YOUR SOLIN GENERATED RECIPE
Grilled Chicken and Quinoa Power Bowl with Roasted Vegetables
Enjoy a vibrant power bowl featuring perfectly grilled chicken breast, protein-packed quinoa, and a colorful medley of roasted vegetables. This meal is both nourishing and satisfying, with a bright mix of textures and flavors enhanced by a delicate olive oil drizzle.
INGREDIENTS
3 oz Chicken Breast
3/4 cup Cooked Quinoa
1 cup Roasted Mixed Vegetables
2.5 tsp Extra Virgin Olive Oil
1 tbsp Lemon Juice
Salt and Pepper to taste
PREPARATION
Preheat your grill to medium-high heat.
Season the chicken breast lightly with salt and pepper. Grill the chicken for about 5-6 minutes on each side until fully cooked and lightly charred. Once done, let it rest briefly before slicing.

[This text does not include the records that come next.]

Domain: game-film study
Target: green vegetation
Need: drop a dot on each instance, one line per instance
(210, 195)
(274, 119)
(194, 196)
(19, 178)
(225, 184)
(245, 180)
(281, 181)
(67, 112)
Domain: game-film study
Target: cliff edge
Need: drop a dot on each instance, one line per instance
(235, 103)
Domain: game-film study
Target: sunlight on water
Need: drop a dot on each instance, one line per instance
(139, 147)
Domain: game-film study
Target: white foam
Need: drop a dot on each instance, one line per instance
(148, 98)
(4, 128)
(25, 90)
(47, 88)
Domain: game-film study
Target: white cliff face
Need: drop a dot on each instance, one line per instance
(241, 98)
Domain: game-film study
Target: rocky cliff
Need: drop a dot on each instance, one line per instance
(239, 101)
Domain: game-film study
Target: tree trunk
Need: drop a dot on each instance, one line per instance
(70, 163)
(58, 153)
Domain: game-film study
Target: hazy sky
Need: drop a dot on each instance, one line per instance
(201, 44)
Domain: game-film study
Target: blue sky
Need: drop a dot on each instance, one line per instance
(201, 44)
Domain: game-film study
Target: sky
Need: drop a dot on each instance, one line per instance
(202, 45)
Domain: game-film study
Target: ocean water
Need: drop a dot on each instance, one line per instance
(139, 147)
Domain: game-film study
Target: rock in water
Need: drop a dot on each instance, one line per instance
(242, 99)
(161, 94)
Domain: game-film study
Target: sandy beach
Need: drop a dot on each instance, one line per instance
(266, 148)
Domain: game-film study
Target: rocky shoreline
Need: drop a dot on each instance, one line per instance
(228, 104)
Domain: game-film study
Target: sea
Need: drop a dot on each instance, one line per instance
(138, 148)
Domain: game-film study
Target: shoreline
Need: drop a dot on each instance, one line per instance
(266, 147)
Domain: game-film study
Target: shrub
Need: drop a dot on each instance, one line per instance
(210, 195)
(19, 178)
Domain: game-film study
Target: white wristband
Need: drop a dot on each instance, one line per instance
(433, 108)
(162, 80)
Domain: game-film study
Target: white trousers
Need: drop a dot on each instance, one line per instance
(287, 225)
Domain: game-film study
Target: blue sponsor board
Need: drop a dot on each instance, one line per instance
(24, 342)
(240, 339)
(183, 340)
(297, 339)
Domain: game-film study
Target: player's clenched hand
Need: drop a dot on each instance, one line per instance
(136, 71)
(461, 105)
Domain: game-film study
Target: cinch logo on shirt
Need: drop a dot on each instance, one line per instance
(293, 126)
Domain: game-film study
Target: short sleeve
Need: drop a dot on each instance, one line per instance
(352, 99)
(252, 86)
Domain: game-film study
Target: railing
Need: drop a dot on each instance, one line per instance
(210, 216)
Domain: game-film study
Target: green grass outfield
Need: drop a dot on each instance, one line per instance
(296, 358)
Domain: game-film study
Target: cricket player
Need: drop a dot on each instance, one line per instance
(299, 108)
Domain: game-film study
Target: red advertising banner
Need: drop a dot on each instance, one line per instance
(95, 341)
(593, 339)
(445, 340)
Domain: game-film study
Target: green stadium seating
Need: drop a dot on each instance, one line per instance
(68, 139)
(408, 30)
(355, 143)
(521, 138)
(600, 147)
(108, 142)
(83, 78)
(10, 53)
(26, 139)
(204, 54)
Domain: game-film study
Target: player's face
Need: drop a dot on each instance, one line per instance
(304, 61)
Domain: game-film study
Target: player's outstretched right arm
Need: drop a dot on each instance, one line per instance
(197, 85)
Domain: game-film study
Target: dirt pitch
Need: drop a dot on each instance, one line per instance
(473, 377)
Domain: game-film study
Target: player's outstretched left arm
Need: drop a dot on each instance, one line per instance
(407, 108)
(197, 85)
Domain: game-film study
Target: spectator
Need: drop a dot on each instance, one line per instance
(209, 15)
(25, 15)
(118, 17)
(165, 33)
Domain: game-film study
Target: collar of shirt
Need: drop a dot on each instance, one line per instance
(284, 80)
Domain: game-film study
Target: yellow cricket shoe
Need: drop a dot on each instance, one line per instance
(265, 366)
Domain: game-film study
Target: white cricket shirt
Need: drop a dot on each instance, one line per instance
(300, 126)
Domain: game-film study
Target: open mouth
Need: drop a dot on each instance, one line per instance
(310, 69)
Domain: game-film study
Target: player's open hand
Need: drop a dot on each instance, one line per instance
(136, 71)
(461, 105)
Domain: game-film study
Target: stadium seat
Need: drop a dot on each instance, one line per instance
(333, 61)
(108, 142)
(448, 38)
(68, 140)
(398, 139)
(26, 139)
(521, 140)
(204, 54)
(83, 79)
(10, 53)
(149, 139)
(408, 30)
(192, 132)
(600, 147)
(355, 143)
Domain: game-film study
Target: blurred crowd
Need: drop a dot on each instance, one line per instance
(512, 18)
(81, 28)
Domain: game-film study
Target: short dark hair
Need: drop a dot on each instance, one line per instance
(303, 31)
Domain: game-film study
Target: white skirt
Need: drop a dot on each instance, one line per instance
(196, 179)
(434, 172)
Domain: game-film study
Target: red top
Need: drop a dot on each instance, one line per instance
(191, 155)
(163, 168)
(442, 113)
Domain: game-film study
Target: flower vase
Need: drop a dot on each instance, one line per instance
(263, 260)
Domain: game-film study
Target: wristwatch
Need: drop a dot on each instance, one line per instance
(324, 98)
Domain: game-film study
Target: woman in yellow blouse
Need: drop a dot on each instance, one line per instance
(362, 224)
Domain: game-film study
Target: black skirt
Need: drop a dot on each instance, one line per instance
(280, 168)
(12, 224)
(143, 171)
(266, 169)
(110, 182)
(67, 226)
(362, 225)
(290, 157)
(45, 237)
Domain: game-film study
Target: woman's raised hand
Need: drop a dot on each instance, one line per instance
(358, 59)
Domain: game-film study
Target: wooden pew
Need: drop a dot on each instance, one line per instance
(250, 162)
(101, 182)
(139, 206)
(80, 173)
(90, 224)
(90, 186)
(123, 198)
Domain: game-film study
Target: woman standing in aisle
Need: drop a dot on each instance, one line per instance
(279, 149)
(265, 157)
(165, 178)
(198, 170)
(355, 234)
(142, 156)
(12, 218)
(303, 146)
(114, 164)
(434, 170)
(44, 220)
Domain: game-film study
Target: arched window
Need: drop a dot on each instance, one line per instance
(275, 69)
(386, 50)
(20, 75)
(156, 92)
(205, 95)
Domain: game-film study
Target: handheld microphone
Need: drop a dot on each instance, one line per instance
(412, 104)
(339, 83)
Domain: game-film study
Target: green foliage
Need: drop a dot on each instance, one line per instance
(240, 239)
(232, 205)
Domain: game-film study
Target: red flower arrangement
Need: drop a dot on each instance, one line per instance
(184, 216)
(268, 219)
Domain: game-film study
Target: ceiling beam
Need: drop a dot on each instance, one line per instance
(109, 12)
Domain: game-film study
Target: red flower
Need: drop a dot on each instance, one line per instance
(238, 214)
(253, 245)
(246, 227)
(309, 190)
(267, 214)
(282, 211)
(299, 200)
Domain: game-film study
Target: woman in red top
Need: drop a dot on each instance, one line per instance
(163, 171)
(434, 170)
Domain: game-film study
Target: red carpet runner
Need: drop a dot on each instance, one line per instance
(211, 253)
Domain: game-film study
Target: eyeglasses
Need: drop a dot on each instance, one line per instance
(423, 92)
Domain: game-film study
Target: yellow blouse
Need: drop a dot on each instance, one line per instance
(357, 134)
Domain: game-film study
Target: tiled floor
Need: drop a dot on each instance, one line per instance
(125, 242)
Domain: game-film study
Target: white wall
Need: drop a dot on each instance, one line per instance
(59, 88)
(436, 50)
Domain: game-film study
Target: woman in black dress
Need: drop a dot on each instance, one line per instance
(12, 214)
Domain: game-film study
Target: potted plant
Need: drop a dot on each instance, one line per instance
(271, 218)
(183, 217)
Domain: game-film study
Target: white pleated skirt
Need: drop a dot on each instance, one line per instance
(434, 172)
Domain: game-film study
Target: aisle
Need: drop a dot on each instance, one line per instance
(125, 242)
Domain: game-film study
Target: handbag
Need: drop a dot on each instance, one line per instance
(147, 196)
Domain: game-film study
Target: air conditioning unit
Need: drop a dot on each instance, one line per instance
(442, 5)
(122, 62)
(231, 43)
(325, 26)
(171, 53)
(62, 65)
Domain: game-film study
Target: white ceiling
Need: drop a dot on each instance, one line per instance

While the chicken is grilling, preheat the oven to 400°F. Toss the mixed vegetables with a drizzle of olive oil, salt, and pepper. Spread them on a baking sheet and roast for about 15-20 minutes until tender and slightly caramelized.
Prepare the quinoa according to package instructions if not pre-cooked. Fluff and season with a splash of lemon juice and a pinch of salt.
Assemble the bowl by placing the quinoa as the base, topping it with sliced grilled chicken and roasted vegetables. Drizzle the remaining extra virgin olive oil and an extra squeeze of lemon juice if desired.
Serve warm and enjoy your balanced, protein-packed power bowl.